Even considering that “drinking is no game,” several Baton Rouge bars allow drinking games on their premises because it draws in a large student crowd that might otherwise stay at home to plunk quarters into shot glasses or shoot ping pong balls into Dixie cups.
State law prohibits bars from encouraging drunkenness and from serving drunken customers, so although state law does not directly prohibit drinking games on the premises – as long as the bar is not advocating drunkenness or offering prizes to winners – it discourages bars from offering the alcohol-based competitions because they lead to overconsumption of alcohol.
“About a dozen bars around Louisiana have been ticketed this year for games that encouraged binge drinking,” Painter told the Times Picayune. “I’m not ordering anybody to stop. All I’m doing is telling them they’re placing themselves in jeopardy [if the game leads to binge drinking.]”
However, the ATC is not breaking down bar doors and issuing fines indiscriminately: “Most of our responses have been from complaints received,” explained Painter. “We will investigate all known games and if there is alcohol being served to intoxicated persons, tickets will be issued.” In more serious cases involving injury or death, civil and criminal charges can be pursued.

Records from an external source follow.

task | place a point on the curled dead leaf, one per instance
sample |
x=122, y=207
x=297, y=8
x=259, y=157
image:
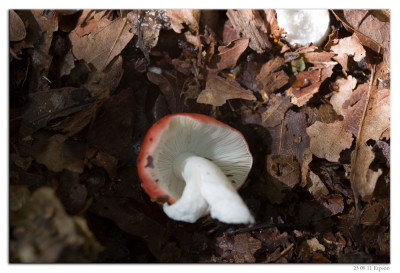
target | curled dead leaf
x=250, y=24
x=329, y=140
x=104, y=42
x=17, y=27
x=314, y=78
x=218, y=90
x=227, y=56
x=178, y=17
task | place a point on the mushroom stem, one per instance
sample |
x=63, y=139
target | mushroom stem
x=207, y=189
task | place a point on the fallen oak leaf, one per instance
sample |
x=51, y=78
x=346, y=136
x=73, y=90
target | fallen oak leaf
x=178, y=17
x=343, y=93
x=373, y=124
x=310, y=81
x=278, y=105
x=17, y=27
x=227, y=56
x=58, y=153
x=218, y=90
x=244, y=248
x=328, y=140
x=271, y=77
x=250, y=24
x=368, y=26
x=105, y=42
x=350, y=46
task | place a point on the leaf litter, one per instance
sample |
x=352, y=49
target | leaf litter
x=87, y=84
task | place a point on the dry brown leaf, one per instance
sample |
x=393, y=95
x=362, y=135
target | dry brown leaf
x=17, y=27
x=318, y=57
x=88, y=20
x=368, y=24
x=375, y=122
x=350, y=46
x=311, y=80
x=218, y=90
x=112, y=129
x=43, y=232
x=285, y=170
x=68, y=64
x=244, y=248
x=227, y=56
x=344, y=92
x=290, y=137
x=317, y=187
x=189, y=17
x=271, y=77
x=334, y=203
x=151, y=22
x=57, y=155
x=354, y=108
x=276, y=112
x=229, y=33
x=315, y=245
x=106, y=161
x=104, y=42
x=250, y=24
x=328, y=140
x=168, y=86
x=101, y=83
x=47, y=105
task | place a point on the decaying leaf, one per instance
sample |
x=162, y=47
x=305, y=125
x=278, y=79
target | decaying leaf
x=250, y=24
x=105, y=160
x=350, y=46
x=239, y=250
x=115, y=123
x=132, y=219
x=334, y=203
x=345, y=89
x=68, y=64
x=47, y=105
x=104, y=42
x=314, y=245
x=170, y=88
x=271, y=76
x=56, y=153
x=285, y=169
x=274, y=115
x=317, y=187
x=307, y=84
x=227, y=56
x=290, y=138
x=17, y=27
x=189, y=17
x=19, y=195
x=44, y=233
x=369, y=27
x=328, y=140
x=375, y=121
x=218, y=90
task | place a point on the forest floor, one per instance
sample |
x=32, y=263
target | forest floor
x=85, y=86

Because drinking games go hand-in-hand with student culture, a critical distinction must be made here between “student bars” and “bars where students drink.” A “student bar” will sport college paraphernalia, advertise almost exclusively to students and house an almost 100 percent student population. These bars tout a university atmosphere of loud excess and would be the likely location of a plywood-covered pool table serving as a beer pong court.
A bar where students drink, on the other hand, serves a wide age range of patrons who have gotten the days of crazy immoderacy out of their system. You would be hard pressed to find drinking games in these Baton Rouge bars.

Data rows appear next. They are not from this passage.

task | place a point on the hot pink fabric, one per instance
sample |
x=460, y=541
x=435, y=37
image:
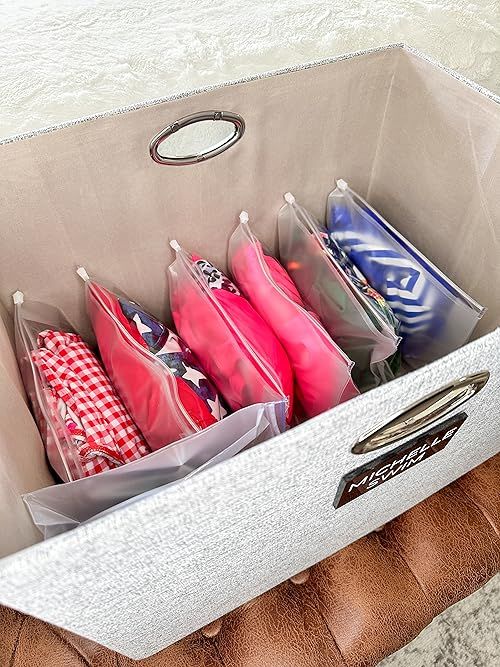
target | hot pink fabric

Red Star owner Frank McMains said that although his bar attracts a large number of students, it has never crossed his mind to host drinking games at his bar because “Red Star doesn’t really have that vibe.” McMains remains compliant with ATC regulations by offering drink specials only within regulated times and at regulated prices, and Red Star’s bartenders are certified and trained not to serve anyone who’s had too much to drink.
It is relatively easy to eliminate drinking games in bars, but it is much harder to eliminate overconsumption of alcohol. In theory, anything can be turned into a drinking game – a fact that some students use to boast their creativity – and anyone who wants to get drunk can do so without the aid of teammates and game equipment. What can lawmakers and school officials do to help the students realize that they are not unbreakable?

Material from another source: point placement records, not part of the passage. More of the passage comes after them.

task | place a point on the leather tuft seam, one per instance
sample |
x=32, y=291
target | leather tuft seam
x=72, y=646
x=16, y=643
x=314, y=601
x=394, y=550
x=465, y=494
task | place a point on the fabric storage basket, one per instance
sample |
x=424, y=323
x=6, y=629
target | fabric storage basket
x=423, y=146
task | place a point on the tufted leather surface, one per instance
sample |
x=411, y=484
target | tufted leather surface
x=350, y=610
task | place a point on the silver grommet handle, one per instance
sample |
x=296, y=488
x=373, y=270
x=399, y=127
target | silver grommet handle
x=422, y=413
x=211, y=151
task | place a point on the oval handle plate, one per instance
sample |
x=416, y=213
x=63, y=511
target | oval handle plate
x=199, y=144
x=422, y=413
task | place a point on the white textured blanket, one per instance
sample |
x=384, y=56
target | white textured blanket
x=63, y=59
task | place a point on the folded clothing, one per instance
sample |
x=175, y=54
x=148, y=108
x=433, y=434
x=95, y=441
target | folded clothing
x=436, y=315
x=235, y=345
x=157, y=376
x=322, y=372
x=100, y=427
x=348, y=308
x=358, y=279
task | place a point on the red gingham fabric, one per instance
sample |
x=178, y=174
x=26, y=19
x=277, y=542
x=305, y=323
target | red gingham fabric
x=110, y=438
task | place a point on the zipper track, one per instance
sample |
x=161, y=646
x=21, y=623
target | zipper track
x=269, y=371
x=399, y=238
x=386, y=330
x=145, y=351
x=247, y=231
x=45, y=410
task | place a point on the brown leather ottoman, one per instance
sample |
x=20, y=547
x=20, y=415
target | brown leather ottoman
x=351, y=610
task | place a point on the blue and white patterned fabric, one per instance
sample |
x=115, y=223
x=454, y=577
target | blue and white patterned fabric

The first important step is alcohol education. “LSU takes the issue of high-risk drinking very seriously and has policies in place to help students make more informed choices,” said Hope McPhatter, Wellness Education Coordinator for the Student Health Center.
One such policy is MyStudentBody.com, a mandatory online alcohol education program put in place by the Wellness Education Department to ensure that all incoming students will have basic knowledge about the dangers and consequences of high risk drinking, how to help a friend and where to find resources available should there be a problem. The deadline for this spring is April 23, 2010.
Enforcement of campus alcohol laws is another preventative measure – albeit unpopular among students. The Office of Student Advocacy and Accountability works to keep individual students and the campus as a whole safe by enforcing the code of conduct on alcohol and other drugs, and the Residential Life staff is trained to recognize and respond to situations concerning alcohol.
The biggest impediment to the prevention of overconsumption of alcohol is a raucous student drinking culture. Students must realize the consequences of their actions and learn moderation even as they celebrate their youth and freedom.